お互いに荒い呼吸をしながら、余裕のある咲夜のほうが、霊夢の髪をそっと撫でた。
「あー……えっと、あの……今日のことは」
落ち着いた空気になったところで、相変わらず頬を、というより顔全体を赤く染めたまま、霊夢がごにょごにょと呟く。
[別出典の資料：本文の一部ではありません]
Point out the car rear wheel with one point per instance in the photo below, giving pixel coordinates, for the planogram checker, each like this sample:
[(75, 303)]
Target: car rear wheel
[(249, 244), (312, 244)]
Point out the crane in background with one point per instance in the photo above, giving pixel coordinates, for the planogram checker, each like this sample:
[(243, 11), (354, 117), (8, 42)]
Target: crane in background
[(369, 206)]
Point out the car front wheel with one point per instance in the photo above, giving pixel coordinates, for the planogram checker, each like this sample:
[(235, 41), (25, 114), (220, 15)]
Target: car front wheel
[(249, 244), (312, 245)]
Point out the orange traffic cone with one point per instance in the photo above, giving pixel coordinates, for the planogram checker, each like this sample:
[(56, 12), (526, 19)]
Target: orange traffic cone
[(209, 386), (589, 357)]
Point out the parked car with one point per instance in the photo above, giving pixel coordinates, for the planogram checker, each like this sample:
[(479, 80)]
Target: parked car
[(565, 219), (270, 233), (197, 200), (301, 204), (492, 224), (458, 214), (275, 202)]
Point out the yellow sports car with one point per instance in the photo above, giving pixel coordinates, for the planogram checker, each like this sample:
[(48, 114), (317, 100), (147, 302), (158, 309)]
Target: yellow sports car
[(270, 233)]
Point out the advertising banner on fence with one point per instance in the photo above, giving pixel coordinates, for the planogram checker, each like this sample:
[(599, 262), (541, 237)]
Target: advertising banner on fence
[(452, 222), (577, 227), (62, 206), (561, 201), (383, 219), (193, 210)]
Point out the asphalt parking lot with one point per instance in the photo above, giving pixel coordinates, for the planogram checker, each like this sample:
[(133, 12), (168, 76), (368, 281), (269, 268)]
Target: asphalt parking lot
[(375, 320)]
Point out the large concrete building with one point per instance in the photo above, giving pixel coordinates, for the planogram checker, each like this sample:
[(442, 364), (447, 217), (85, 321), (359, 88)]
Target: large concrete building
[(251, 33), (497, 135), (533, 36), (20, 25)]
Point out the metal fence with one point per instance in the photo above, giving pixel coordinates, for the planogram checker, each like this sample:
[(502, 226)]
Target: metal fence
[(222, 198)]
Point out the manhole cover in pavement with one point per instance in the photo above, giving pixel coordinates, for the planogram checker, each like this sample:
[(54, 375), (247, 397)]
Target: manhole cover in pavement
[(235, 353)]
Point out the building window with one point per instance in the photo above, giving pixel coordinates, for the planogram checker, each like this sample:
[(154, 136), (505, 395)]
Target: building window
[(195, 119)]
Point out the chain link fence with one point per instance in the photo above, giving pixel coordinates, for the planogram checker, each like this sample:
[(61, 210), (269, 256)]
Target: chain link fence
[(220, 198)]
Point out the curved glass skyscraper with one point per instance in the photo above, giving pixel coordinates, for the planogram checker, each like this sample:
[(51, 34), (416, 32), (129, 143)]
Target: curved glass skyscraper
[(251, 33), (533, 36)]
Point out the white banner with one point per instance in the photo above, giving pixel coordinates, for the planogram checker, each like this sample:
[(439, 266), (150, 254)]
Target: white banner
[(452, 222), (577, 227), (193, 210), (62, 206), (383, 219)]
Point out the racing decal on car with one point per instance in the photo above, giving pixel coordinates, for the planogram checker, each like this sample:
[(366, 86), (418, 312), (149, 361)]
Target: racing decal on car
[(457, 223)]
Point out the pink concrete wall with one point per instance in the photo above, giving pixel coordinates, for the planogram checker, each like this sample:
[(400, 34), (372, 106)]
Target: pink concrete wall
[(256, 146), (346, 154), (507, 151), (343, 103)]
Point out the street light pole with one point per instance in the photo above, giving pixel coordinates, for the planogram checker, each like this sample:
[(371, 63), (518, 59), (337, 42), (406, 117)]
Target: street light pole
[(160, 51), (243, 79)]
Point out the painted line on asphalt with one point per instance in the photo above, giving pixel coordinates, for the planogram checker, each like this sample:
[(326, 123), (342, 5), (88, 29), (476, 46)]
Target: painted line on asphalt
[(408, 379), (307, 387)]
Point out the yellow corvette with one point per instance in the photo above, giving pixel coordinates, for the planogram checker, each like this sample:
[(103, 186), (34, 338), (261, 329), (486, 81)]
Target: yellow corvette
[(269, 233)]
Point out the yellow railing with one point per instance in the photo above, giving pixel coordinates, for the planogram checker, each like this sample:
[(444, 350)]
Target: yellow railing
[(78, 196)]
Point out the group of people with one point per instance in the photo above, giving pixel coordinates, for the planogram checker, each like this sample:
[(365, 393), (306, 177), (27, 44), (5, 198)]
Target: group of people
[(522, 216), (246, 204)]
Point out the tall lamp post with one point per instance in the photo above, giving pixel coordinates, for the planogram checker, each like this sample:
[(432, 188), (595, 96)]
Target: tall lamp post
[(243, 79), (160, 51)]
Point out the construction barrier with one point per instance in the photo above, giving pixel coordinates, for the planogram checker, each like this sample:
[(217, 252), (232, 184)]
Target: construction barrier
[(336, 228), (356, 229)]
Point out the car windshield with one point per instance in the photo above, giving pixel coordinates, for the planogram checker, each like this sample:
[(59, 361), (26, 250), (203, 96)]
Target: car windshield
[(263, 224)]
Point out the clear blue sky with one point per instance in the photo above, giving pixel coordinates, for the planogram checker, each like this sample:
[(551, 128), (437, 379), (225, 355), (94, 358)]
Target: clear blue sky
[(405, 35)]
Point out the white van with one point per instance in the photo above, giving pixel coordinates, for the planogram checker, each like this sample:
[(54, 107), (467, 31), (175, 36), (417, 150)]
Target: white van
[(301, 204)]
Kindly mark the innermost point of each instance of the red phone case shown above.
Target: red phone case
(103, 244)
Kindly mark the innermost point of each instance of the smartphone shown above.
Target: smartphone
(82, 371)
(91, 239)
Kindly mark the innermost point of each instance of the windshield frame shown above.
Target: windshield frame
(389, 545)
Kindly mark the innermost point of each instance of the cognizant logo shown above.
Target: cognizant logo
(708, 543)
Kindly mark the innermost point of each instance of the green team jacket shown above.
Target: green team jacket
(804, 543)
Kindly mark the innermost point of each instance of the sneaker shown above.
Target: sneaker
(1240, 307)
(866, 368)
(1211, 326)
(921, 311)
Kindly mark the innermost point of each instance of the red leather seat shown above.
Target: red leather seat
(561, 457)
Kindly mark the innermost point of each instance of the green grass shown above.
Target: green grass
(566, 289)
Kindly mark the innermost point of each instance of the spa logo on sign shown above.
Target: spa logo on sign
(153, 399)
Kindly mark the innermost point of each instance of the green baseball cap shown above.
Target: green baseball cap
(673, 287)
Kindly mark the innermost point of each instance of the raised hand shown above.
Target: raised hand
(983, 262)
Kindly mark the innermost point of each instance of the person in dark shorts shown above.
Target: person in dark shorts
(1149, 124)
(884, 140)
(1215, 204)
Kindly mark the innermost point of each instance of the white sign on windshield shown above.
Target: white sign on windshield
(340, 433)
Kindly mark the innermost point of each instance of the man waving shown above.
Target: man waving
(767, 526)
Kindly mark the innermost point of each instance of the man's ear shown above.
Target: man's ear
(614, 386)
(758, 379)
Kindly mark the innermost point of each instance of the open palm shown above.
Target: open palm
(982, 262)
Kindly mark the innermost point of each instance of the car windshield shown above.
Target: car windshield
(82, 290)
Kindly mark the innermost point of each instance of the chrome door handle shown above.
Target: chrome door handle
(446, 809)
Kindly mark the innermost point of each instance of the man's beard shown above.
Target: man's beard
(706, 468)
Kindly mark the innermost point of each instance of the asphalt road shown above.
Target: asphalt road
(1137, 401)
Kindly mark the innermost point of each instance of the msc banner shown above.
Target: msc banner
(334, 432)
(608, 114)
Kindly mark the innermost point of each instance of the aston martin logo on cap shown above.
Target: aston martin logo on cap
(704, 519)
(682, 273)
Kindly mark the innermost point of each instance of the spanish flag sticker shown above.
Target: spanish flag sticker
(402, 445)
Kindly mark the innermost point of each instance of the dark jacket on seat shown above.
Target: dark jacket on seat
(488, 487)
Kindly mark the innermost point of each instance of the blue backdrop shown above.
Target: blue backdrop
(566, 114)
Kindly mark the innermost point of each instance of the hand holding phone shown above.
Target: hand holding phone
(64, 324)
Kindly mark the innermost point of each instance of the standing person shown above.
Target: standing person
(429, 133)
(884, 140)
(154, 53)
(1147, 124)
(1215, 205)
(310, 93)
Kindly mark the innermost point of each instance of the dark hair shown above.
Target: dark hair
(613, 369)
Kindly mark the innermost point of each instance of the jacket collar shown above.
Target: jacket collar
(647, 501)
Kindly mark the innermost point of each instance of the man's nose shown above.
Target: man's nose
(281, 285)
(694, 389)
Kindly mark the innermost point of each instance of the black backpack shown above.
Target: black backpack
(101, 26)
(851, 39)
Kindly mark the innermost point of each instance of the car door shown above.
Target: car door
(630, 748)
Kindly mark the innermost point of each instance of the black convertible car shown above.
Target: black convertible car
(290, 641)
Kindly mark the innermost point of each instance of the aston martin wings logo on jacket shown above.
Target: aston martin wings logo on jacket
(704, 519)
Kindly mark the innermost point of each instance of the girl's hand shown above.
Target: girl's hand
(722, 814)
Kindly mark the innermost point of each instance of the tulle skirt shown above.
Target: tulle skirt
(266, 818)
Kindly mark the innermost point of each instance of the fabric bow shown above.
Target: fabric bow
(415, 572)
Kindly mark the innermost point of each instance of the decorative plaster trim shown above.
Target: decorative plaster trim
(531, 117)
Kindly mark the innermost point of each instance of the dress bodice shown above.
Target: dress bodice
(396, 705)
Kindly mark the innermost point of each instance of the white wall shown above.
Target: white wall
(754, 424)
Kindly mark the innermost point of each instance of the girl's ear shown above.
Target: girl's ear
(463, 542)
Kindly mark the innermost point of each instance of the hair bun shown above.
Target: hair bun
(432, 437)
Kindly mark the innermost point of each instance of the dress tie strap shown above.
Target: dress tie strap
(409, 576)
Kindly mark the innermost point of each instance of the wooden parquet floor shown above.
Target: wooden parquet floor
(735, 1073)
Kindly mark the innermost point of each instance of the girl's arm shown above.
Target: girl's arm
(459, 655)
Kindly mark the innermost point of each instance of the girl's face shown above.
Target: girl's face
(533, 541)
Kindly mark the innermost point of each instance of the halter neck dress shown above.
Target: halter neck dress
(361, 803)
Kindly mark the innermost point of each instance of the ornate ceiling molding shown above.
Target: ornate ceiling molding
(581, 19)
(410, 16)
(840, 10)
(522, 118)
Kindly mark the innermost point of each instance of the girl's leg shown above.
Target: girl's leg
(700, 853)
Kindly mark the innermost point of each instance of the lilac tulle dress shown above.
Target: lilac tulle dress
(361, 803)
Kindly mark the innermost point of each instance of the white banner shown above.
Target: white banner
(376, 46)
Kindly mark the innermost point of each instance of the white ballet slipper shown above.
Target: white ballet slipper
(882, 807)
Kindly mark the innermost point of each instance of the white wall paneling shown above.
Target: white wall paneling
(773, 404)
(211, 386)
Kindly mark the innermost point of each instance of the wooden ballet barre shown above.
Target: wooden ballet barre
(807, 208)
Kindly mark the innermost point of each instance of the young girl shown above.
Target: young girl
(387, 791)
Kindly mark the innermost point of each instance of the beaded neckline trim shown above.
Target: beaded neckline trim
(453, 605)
一方で完全に平然とした顔に戻った咲夜は、いたって普段どおりの声で返した。
「大丈夫よ。別に私、あなたより優位に立つつもりはないもの。今回のことを誰かに話すつもりもないし、それを材料に交渉するつもりもないわ」
「う……うん。ありがとう……」
「別に。私はせっかくだから気持ちいいことしたかっただけだから。今日のことはこれっきり。次があることもないし、引きずる必要もないわ」
「……」
霊夢は、安心したような、しかし少し寂しいような表情で薄く笑って、頷いた。
「ありがとうね」
「いいって。楽しませてもらったし。で、用件なんだけど――」
用件は、何やら街のほうで少し異変の気配を感じたとか、そのような内容だった。
霊夢は一応は頷いて聞いてみるものの、内容はまったく頭に入っていかなかった。
聞き終えた瞬間にはもう忘れている。
「じゃね。今日はお疲れ様。帰るわ」
「う……うん。気をつけてね」
惚けたままの霊夢が、上の空で別れの言葉を送る。
……ふう、と咲夜はひとつ大きくため息をついた。
「あなたこそ気をつけてね。しっかり休みなさい」
「うん」
「それと」
ほんの少し。
ほんの少しだけ、咲夜は少し頬を朱に染めた――ように、見えた。
後ろを向いて、ふわ、と飛び立つ。
最後に一言を残して。
「……あなた、名前呼びすぎ」
FIN.
【あとがき】
角オナだけで17KB。
久しぶりのR−18SSでしたがやることはいつまでも変わりません。はい。